Most families in Louisiana won’t ever have to know how it feels to wait two and a half years for some sense of closure after the death of a loved one. That’s how long it has taken for one family to see the sentencing of a woman who caused a fatal car wreck in December 2009. In late June, the Point Coupee Parish criminal court sentenced the woman to five years in prison, with two of them suspended, along with two years of felony probation.
The sentence was the result of a plea bargain for vehicular manslaughter charges following an accident that took the life of a 23-year-old woman and seriously injured another individual. The “no contest” plea deal was accepted by the victims’ families. The convicted driver also received a three-year prison term for first-degree negligent injury, to run concurrently with the partially suspended five-year sentence.
It is unknown whether the families of the deceased woman or the other seriously injured victim have filed cival lawsuits as a result of the car wreck. Now that criminal proceedings have concluded, the conviction may be offered as evidence of liability in the civil actions, which have a less stringent burden of proof than in criminal court. Further, a full investigation may indicate other potentially negligent parties, particularly if the convicted woman, who was driving drunk at the time of the crash, was served alcohol at a bar or restaurant beforehand.

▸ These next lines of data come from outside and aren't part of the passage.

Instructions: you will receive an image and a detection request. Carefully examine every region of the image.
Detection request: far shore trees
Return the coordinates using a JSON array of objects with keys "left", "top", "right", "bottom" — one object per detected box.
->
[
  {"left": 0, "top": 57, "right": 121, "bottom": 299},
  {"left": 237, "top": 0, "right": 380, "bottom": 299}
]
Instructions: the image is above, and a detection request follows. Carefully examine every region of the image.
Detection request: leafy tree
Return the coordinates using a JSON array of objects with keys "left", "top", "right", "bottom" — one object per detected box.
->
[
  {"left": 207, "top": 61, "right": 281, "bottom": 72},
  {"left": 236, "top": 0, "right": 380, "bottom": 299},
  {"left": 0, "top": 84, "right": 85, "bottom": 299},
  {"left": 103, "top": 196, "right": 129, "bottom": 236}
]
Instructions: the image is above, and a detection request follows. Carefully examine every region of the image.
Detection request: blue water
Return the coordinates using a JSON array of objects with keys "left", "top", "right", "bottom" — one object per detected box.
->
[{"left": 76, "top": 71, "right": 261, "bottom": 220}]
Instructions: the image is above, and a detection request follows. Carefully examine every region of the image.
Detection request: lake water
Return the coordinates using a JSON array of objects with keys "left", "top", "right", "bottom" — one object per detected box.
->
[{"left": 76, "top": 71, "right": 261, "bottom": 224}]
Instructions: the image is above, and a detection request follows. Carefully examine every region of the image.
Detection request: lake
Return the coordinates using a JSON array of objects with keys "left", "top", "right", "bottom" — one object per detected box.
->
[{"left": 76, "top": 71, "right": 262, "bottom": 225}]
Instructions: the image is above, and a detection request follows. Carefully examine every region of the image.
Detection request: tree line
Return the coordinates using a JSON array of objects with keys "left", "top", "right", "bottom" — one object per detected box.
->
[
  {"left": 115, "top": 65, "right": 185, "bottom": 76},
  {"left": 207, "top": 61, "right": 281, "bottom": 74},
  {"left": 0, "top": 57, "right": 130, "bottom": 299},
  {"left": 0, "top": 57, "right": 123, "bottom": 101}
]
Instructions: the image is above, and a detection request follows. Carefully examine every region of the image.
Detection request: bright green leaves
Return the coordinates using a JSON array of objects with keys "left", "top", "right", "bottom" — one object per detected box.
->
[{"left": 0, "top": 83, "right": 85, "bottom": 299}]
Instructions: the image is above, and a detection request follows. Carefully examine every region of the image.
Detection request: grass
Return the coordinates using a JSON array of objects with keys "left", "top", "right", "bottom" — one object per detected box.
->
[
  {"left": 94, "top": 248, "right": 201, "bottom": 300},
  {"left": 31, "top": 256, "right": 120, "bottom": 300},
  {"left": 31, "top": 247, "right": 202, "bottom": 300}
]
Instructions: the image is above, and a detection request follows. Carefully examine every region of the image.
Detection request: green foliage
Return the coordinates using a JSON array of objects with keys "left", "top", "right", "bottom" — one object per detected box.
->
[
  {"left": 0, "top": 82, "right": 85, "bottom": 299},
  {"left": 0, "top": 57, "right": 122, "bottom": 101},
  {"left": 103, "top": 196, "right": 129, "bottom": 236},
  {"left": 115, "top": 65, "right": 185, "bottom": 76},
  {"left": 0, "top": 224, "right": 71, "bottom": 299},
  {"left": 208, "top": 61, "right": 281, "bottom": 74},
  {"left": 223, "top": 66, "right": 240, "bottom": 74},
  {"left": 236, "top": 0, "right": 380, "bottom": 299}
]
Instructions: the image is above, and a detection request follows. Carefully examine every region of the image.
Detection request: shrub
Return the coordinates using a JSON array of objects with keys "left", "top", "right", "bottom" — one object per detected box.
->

Having a loved one taken from you in a car wreck is tragic and many say that the pain never truly goes away. The parties have waited nearly three years for the criminal proceedings to work their way through the Louisiana court system. Now they face the question of whether to pursue claims for monetary damages in the state’s civil court system. In doing so, they would likely seek reimbursement for the damages they have suffered, while also striving to hold negligent parties fully accountable for their actions that caused or contributed to the fatality and injuries suffered.